C’est une situation inédite pour le monde agricole. A plus de 800 euros la tonne, les engrais azotés sont presque devenus un produit de luxe. Le prix a été multiplié par quatre en l’espace de quelques mois. La facture est donc salée pour les agriculteurs confrontés à d’autres hausses de prix.
Parmi les raisons qui expliquent la flambée du prix des engrais, il y a le prix du gaz qui a littéralement explosé alors que le gaz représente près de 80% du coût de production des engrais comme l’explique Kevin Deronne, Product Manager Céréales au sein du groupe Arvesto. "Il faut savoir que les engrais azotés, fort utilisés en agriculture, sont fabriqués à base d’ammoniac. Cette substance chimique est elle-même synthétisée par le gaz naturel dont le prix avait déjà fortement augmenté et, malheureusement, l’invasion de l’Ukraine par la Russie a mis le feu aux poudres". Résultat : le prix des engrais bat record sur record. Et la crainte aujourd’hui est d’être aussi confronté à une pénurie. Il faut savoir que l’Europe est très dépendante de la Russie non seulement pour l’approvisionnement en gaz naturel mais aussi en ammoniaque, On peut donc craindre des ruptures d’approvisionnement.

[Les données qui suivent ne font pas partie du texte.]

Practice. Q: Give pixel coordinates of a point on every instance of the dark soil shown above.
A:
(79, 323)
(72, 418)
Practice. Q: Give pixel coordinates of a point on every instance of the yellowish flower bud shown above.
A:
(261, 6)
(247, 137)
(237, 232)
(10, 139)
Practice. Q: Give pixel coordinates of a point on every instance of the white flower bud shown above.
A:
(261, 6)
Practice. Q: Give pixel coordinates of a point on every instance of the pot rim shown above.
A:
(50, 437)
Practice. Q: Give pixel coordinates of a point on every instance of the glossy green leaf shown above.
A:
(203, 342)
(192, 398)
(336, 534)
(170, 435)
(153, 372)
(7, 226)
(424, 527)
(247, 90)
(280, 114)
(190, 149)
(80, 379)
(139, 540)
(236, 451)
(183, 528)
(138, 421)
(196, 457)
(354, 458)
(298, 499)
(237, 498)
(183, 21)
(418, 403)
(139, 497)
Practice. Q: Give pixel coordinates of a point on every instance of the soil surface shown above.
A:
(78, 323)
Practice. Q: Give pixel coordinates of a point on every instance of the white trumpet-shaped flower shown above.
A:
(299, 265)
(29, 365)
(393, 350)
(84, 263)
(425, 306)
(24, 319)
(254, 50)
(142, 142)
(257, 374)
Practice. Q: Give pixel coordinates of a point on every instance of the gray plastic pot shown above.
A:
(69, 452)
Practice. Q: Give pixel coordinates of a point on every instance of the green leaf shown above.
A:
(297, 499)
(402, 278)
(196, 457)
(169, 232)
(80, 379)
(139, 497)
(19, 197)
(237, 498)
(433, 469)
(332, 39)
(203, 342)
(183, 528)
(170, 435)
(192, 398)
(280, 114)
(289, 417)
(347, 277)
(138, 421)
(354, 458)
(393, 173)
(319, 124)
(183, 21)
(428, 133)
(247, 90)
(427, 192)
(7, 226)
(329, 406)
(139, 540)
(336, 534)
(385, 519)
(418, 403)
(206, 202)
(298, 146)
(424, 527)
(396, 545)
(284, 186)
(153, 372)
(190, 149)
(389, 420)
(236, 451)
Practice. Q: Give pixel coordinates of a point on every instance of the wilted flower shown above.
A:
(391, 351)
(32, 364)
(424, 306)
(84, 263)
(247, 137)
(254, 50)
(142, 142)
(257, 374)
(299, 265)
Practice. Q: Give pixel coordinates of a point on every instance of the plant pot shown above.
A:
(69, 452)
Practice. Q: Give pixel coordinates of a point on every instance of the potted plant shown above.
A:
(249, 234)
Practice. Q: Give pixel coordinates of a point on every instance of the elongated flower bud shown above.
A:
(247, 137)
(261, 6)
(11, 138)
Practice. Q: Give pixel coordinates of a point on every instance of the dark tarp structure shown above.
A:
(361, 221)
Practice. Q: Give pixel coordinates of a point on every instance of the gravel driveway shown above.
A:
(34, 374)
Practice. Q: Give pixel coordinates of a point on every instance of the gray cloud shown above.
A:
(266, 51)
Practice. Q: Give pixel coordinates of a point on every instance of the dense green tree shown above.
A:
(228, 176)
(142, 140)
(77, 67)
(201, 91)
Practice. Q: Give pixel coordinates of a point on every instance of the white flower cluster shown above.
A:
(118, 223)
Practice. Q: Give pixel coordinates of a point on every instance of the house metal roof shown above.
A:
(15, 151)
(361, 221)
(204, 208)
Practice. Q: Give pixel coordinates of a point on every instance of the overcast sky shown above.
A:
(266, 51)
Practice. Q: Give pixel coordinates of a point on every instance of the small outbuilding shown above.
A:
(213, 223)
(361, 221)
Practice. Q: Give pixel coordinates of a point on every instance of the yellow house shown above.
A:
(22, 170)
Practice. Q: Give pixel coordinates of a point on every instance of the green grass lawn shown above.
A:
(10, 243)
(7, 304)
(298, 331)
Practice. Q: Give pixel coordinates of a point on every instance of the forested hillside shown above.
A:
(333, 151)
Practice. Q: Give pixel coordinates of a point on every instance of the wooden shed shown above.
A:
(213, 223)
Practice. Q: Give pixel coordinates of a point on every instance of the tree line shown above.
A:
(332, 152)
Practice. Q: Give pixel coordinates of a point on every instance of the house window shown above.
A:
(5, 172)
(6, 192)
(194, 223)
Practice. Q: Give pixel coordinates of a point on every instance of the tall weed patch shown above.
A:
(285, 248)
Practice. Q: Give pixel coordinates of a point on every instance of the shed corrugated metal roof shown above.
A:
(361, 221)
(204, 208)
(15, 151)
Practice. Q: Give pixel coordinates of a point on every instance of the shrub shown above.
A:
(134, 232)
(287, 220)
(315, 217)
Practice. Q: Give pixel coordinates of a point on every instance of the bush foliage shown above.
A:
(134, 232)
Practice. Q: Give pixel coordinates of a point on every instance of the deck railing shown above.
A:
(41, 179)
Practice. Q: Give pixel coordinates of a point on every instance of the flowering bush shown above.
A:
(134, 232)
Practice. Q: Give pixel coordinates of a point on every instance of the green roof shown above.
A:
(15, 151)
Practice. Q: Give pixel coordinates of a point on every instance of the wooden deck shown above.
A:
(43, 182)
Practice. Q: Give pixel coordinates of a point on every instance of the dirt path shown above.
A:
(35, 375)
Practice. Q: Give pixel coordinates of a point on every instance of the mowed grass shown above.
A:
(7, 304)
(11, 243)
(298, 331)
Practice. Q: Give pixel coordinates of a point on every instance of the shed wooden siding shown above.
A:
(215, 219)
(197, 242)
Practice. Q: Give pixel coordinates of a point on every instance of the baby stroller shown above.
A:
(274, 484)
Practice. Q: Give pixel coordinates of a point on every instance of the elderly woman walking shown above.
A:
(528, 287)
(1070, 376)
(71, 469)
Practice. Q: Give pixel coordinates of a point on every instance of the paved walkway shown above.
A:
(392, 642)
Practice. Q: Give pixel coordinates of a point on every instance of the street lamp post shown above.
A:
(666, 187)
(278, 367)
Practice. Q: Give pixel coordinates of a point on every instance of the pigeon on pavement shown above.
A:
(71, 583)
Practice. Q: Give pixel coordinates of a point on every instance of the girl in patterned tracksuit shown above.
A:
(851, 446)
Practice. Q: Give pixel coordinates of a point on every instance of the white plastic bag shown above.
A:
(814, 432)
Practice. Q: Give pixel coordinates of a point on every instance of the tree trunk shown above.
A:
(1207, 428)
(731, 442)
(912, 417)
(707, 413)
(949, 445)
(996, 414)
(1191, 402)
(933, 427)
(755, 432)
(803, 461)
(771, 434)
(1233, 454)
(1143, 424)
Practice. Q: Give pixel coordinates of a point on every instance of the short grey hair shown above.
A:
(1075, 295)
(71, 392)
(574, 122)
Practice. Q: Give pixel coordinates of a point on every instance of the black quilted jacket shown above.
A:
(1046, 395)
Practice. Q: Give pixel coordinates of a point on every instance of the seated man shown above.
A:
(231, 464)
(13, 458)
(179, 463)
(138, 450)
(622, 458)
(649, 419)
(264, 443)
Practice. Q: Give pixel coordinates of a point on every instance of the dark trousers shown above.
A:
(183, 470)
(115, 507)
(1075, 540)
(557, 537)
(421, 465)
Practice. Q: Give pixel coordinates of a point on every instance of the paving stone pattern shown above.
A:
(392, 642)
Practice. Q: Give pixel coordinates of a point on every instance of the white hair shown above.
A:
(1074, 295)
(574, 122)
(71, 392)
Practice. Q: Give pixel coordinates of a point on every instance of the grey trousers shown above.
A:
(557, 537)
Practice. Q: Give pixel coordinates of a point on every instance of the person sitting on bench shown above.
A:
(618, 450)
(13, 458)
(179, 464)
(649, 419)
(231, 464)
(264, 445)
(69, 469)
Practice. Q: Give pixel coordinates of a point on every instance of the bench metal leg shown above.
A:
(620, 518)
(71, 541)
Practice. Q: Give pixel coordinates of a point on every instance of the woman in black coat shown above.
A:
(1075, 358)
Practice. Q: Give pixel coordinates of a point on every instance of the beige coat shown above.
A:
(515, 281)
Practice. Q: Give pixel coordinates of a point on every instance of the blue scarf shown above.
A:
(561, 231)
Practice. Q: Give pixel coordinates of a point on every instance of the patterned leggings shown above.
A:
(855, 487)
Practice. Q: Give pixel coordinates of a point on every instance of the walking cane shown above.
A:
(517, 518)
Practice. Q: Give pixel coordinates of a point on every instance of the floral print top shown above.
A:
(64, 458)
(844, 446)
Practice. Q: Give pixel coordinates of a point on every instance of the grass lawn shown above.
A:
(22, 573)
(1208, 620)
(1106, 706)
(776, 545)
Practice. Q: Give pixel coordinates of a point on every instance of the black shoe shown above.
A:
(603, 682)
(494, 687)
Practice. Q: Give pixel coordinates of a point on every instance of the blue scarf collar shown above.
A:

La bonne nouvelle c’est que les stocks accumulés permettent pour le moment de répondre à la demande mais rien ne dit que ce sera encore le cas à moyen terme. "Si on prend par exemple le marché du phosphore et de la potasse, nous sommes réellement dépendants de produits finis qui viennent directement de la Russie et de la Biélorussie, et pour lesquels nous sommes clairement confrontés à un risque de rupture d’approvisionnement. Le problème est qu’il n’y a pas vraiment d’alternative" précise Kévin Deronne. Conséquence : les prix pourraient continuer à augmenter.
Un choix cornélien pour certains agriculteurs
Cette situation impacte fortement les agriculteurs et surtout ceux qui ne disposent pas de stocks d’engrais. Ils sont confrontés à un choix cornélien : investir beaucoup d’argent vu les prix actuels sans avoir la garantie de s’y retrouver financièrement si les prix de vente des récoltes à partir du mois de juillet ne seront pas suffisamment élevés. Rien ne dit par exemple que les prix actuels pour les céréales, au plus haut depuis 2008, le seront encore dans quelques mois. En fonction de leur trésorerie, certains agriculteurs risquent de devoir diminuer les apports d’engrais minéraux comme le confirme Coraline Melckenbeeck, ingénieure-agronome au Crepa-Carah d’Ath, un service provincial au service des agriculteurs. "Effectivement. Et pourtant, l’azote est essentiel pour les plantes à la fois au niveau de leur développement mais aussi de leur rendement. Sans cet apport ou en réduisant la dose de fertilisant appliquée, le risque est d’avoir une mauvaise récolte ou des rendements moindres. Et si les prix de vente ne sont pas à la hauteur, les finances seront alors clairement en négatif. Le problème c’est que cette année, on a aucune vision claire de comment la situation va évoluer".
Pour Hervé Deschamps, agriculteur depuis plus de 30 ans à Brugelette, c’est une situation clairement inédite. "Je n’ai jamais vu cela. Je plains ceux qui n’ont pas de stock vu les prix actuels. Le problème c’est que tout augmente : le prix du matériel agricole coûte 10 à 15% plus cher, le prix du gasoil est en hausse, idem pour les aliments pour bétail, etc." La situation, on l’aura compris, n’est pas simple, pour ne pas dire difficile. Sans compter que les agriculteurs craignent maintenant aussi une pénurie d’engrais suite aux sanctions prises contre la Russie et la Biélorussie.